Les opposants au taux unique accusent les popistes, en substance, de jouer à la roulette russe. On est plutôt en train d'assister en terre vaudoise à une superbe partie de poker menteur: une droite qui dénonce les hausses d'impôt qu'entraînerait globalement l'initiative, alors qu'elle a toutes les cartes en mains pour les combattre, et ne s'en est pas privée jusqu'ici. Une même droite qui se soucie subitement, la bouche en cœur, des prestations sociales dans les villes. Tout en menaçant de les torpiller si l'initiative passe. Un Conseil d'Etat qui joue les vierges effarouchées à l'idée de devoir gérer le pot commun et exercer ainsi son autorité sur les communes. Un Conseil d'Etat et une droite réunis dans une campagne consistant à effrayer le contribuable à l'idée de confier la gestion de leurs impôts communaux à ceux là même qui viennent d'accumuler un déficit de 420 millions...
Il y a dans cet argumentaire pour le moins masochiste une fuite patente des responsabilités.

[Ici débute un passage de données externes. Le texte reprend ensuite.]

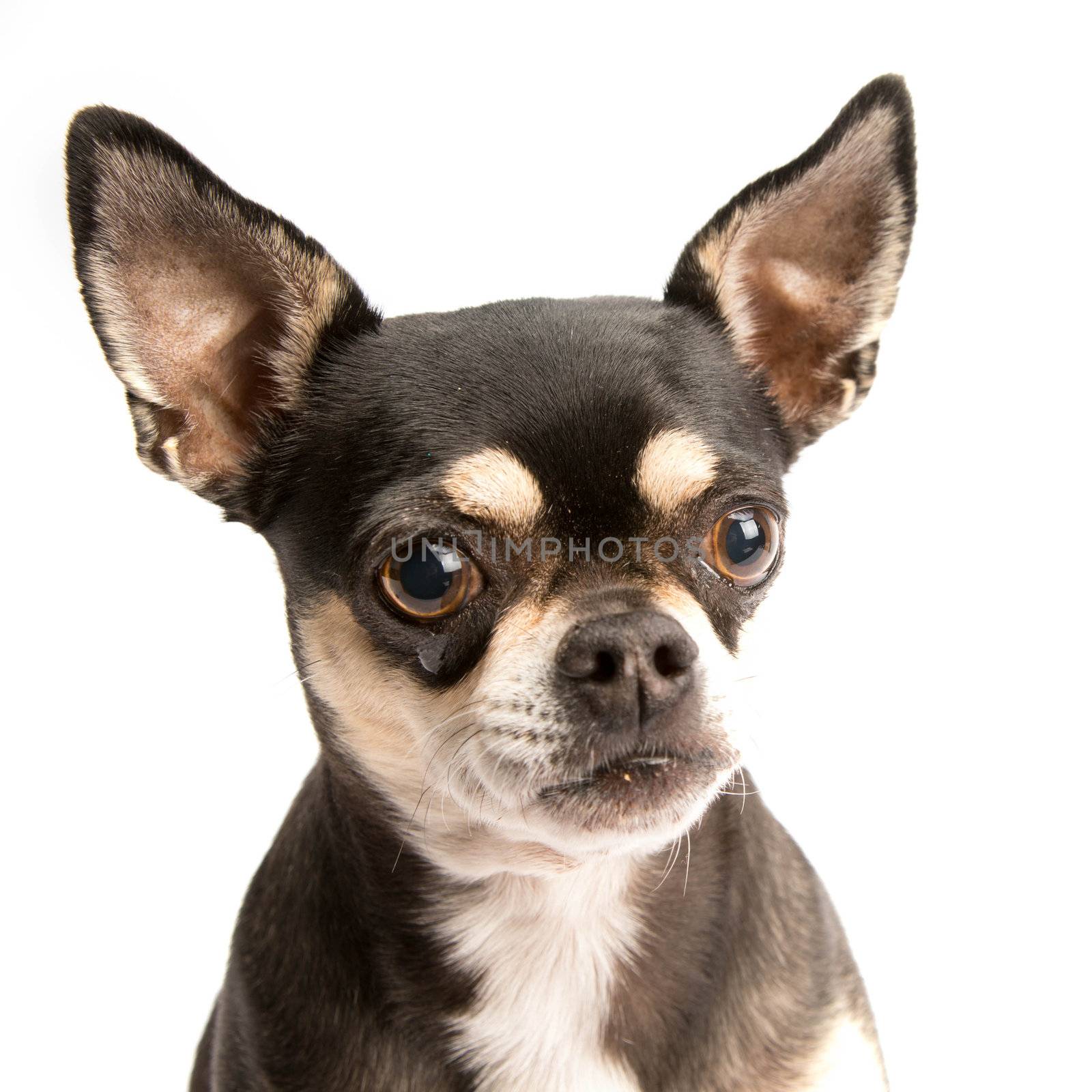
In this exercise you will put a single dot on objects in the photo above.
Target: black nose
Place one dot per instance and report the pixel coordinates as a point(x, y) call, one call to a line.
point(626, 669)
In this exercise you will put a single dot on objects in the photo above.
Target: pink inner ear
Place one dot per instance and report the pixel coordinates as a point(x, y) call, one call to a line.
point(807, 276)
point(205, 327)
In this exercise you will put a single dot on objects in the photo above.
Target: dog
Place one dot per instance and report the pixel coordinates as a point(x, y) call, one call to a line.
point(518, 543)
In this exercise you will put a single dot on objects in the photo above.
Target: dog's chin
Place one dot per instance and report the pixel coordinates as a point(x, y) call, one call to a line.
point(642, 803)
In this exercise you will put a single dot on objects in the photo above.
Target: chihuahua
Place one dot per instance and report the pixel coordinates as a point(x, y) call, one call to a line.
point(518, 544)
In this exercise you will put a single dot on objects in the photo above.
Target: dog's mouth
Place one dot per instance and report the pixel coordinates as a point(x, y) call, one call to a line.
point(638, 784)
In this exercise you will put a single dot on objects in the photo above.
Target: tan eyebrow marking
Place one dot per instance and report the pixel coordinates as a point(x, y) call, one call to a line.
point(674, 468)
point(493, 484)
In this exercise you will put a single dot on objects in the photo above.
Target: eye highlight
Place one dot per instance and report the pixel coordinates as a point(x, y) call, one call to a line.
point(744, 545)
point(434, 581)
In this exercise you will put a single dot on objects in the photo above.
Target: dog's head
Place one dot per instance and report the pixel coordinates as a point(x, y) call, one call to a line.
point(519, 541)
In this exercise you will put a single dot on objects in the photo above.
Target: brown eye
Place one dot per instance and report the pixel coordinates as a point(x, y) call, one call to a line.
point(743, 545)
point(431, 580)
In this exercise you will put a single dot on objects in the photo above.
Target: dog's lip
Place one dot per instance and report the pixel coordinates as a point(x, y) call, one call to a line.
point(629, 769)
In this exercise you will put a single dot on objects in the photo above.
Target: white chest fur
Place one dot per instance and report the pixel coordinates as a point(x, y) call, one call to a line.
point(545, 953)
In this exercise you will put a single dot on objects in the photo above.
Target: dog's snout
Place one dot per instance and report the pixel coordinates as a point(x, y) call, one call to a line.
point(628, 667)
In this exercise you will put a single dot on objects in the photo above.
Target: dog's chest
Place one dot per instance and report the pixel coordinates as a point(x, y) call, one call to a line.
point(545, 955)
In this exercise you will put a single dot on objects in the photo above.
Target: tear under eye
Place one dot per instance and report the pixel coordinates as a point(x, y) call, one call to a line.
point(744, 545)
point(434, 581)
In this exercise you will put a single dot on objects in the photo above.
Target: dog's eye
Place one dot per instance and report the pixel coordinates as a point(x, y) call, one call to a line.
point(434, 581)
point(743, 545)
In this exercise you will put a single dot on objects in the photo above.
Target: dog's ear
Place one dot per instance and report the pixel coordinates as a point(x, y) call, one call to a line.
point(803, 265)
point(209, 307)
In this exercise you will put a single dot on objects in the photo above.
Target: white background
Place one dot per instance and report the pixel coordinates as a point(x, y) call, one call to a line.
point(923, 661)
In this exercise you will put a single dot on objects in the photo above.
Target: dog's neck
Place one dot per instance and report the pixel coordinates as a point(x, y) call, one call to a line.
point(543, 937)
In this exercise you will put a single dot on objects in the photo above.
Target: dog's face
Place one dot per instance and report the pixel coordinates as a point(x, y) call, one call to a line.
point(519, 541)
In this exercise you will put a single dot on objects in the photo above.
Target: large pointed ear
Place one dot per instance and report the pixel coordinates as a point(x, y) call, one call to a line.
point(209, 307)
point(803, 265)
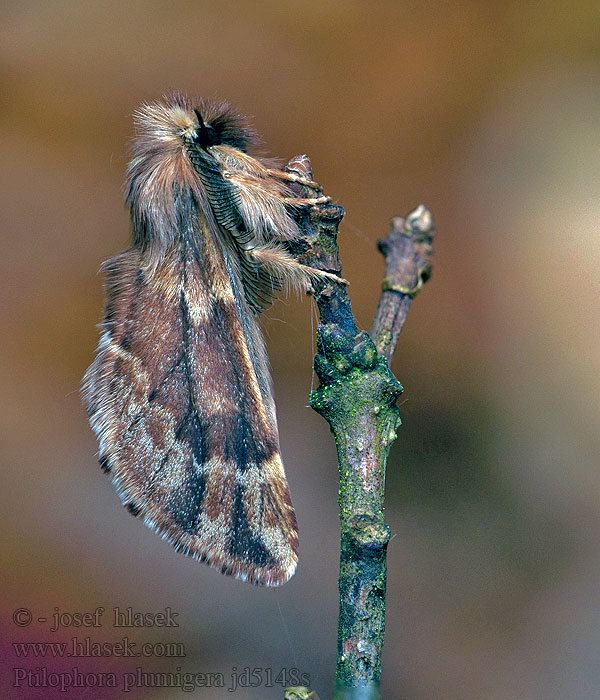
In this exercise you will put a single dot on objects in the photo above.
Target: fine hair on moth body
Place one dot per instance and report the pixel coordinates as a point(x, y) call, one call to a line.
point(179, 393)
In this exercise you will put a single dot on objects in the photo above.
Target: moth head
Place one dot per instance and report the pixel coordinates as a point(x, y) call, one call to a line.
point(218, 124)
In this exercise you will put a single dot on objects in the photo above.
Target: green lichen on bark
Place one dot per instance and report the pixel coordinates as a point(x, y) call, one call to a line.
point(357, 396)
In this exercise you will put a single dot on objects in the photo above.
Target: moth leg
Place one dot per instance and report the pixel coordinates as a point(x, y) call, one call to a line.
point(281, 264)
point(306, 201)
point(291, 177)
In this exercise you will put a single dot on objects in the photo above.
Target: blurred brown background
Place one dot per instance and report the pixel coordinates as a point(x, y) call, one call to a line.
point(488, 113)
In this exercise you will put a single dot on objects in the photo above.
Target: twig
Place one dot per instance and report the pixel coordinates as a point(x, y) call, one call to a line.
point(357, 396)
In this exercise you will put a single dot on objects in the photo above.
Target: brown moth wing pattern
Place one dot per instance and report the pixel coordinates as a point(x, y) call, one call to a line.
point(185, 421)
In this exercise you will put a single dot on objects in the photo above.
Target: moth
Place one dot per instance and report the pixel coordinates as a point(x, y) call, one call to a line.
point(179, 394)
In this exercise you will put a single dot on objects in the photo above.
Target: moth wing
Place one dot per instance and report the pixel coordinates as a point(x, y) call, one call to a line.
point(183, 419)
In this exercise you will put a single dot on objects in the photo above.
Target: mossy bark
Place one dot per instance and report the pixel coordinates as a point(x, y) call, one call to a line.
point(357, 396)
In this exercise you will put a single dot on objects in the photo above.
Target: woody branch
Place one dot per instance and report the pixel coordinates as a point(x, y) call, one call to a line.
point(357, 396)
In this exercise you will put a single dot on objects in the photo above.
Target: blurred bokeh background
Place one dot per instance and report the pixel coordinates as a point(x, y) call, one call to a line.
point(489, 114)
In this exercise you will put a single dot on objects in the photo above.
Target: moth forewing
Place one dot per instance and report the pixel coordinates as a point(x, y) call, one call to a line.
point(179, 394)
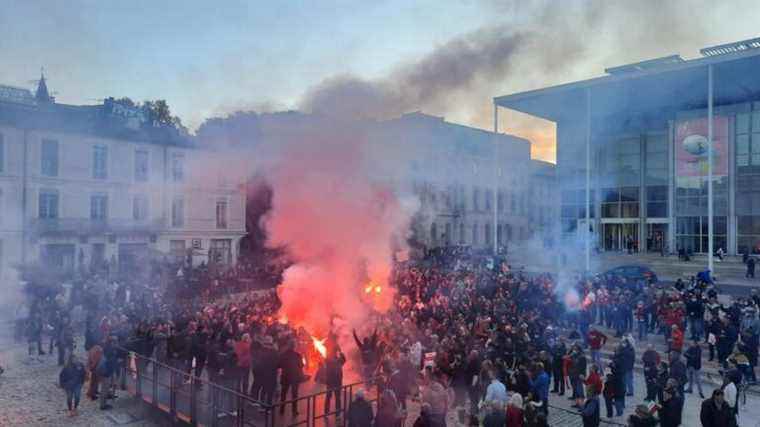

On y sent souffler le vent de panique qui précède toute révolution. Car c'est bien une révolution que propose l'initiative popiste. Ce canton reste figé dans ses querelles de clocher. Toute carrière politique démarre à l'ombre de celui-ci, et peine souvent à dépasser son horizon. Prétendre toucher à l'autonomie communale apparaît dès lors comme un crime de lèse-majesté insupportable.
Ce raisonnement est pourtant à très courte vue. Les communes vaudoises sont de moins en moins autonomes: l'autonomie passe par des moyens que beaucoup d'entre elles n'ont plus.

 

LE TEXTE APPARENTÉ

 

Plusieurs peinent à faire face à leurs obligations. Le maintien dans le canton de 384 entités administratives coûte cher en doublons. Et en en vocations, qu'on peine à recruter à chaque élection. Pourtant, toutes les tentatives de rapprochement ou de fusions entre les communes se heurtent à des résistances obstinées, comme on a pu le vérifier récemment lors des travaux de la Constituante. Les disparités financières et fiscales, sans expliquer totalement ces blocages, les accentuent fortement. Le taux unique serait l'occasion d'un beau coup de pied dans la fourmilière, qui faciliterait certainement nombre de regroupements de communes. Et des économies d'échelle dont la classe politique dominante de ce canton est si friande. La droite a su combattre l'initiative avec un discours de gauche. La gauche aurait peut-être pu chercher à mieux développer les arguments chers à la droite pour la soutenir.
Mais il y a l'essentiel: la justice et l'équité. Rien ne justifie que le bordereau d'impôt communal puisse passer du simple au triple selon la commune où l'on habite. Aucun argument solide ne vient expliquer en vertu de quel particularisme local autre que la bonne fortune certains contribuables continuent à bénéficier de privilèges. Ni en vertu de quel droit, pour prendre l'exemple de deux communes de l'agglomération lausannoise à population égale, Pully encaisse chaque année vingt millions de plus que Renens pour satisfaire ses besoins. Alors qu'ils sont, socialement, plus importants à Renens, où le taux dépasse de 19 points celui de Pully.
Le Conseil d'Etat, pour convaincre le citoyen de rejeter l'initiative, le met en garde contre la disparition d'un droit fondamental: celui de fixer librement son taux d'impôt communal. Nous lui en préférons un autre. Celui, pour tout habitant de ce canton, d'être traité sur un pied d'égalité.